Only up on the yards did the phantom show itself to the crew. A man busy wrestling with the canvas would feel the spar shudder beneath him, he would glance to one side and gaze aghast at the bulky figure of Jones sitting beside him, as deliberate and painstaking in death as ever he had been in life. But when the man blinked, or turned away to gesture to a sailor on deck, the apparition would vanish—although the telltale trembling continued.

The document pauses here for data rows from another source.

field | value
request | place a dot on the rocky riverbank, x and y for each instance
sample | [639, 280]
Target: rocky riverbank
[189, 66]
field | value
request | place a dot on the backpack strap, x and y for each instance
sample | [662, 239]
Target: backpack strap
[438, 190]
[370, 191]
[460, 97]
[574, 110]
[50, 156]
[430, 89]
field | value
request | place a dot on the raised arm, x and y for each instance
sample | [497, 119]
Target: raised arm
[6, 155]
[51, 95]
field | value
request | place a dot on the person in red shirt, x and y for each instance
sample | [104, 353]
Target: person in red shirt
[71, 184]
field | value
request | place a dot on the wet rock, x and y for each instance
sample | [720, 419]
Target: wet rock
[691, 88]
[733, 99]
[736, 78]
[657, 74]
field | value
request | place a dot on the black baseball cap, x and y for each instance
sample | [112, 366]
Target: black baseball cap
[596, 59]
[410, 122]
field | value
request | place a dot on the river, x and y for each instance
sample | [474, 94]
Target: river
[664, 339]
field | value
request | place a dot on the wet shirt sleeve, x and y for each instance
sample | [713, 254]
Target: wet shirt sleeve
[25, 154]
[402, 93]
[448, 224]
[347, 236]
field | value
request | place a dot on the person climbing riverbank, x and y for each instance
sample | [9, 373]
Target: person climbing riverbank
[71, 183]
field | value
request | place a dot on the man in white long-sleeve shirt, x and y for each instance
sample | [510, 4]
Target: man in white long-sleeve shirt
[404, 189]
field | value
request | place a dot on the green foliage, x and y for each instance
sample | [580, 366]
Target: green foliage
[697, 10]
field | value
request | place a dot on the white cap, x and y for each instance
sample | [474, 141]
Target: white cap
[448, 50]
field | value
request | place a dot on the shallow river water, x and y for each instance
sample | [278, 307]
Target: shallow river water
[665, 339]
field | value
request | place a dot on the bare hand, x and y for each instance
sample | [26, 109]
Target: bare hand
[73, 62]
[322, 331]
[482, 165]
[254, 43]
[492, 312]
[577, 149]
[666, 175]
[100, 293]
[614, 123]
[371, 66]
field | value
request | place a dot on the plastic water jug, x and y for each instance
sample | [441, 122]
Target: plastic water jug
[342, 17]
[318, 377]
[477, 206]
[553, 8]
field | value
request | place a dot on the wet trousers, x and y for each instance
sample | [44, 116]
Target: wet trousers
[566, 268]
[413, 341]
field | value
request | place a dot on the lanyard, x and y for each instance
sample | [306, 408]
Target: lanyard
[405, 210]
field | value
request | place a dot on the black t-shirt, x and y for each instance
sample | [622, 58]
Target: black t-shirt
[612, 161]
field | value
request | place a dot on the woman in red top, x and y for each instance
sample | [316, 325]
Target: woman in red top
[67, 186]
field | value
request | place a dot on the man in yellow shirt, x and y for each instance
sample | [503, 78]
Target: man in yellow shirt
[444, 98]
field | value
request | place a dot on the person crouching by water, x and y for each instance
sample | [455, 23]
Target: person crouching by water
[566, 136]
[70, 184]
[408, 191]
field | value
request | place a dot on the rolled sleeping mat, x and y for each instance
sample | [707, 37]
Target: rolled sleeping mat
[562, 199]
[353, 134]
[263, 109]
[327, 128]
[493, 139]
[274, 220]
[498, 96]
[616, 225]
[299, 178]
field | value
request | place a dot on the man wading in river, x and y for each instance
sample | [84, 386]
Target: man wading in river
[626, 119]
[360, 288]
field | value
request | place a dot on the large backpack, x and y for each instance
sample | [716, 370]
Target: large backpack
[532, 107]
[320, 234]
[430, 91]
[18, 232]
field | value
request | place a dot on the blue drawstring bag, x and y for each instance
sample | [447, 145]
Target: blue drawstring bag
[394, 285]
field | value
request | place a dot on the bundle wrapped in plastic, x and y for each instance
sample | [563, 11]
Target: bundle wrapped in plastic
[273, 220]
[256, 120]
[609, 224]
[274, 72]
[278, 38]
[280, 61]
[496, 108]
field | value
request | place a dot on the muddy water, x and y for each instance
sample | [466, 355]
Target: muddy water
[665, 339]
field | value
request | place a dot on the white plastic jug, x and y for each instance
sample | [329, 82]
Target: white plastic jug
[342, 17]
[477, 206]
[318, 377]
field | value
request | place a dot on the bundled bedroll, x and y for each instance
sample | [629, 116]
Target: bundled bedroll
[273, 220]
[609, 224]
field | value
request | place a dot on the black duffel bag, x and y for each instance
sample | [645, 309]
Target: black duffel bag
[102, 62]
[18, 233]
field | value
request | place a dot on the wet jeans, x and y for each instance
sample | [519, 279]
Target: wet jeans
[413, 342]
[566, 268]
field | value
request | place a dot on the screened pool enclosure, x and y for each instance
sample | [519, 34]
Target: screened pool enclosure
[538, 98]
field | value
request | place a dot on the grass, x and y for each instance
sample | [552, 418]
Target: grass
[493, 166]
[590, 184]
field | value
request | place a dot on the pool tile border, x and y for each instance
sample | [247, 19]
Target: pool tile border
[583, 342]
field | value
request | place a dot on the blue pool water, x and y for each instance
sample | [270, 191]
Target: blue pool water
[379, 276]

The captain alone never ceased to see the ghost. He confessed to the first mate that the spirit hovered by him every minute of the day. Even at night, when he tossed and woke, he found himself fixed by the ghost’s steady gaze. He beseeched the mate to take command of the ship while he fended off his spectral tormentor.
But he captain’s sufferings dragged on, and his figure grew gaunt and his eyes bright with fever. By day he paced the decks, seemingly alone. His glance, however, flickered from side to side, and he rarely raised it to eye level, for there were eyes he did not care to meet. Sleep became impossible, and he spent his nights sitting up, groaning softly from time to time.
At last the captain could stand no more. One day the mate, giving orders from the afterdeck, heard a splash. He rushed to the taffrail to see the face of the captain, a scrap of white on the dark water receding in the ship’s wake. The captain flickered in and out of view behind the wave crests, slipping bit by bit to an easeful death. Suddenly, however, he began to thrash. He half-rose from the water, and even at that distance, the mate discerned his terror. “He is with me even now!” came the hoarse cry over the hiss of the foam. Then the captain vanished beneath the waves, and with him went the ghost of Bill Jones—it was never again encountered on board.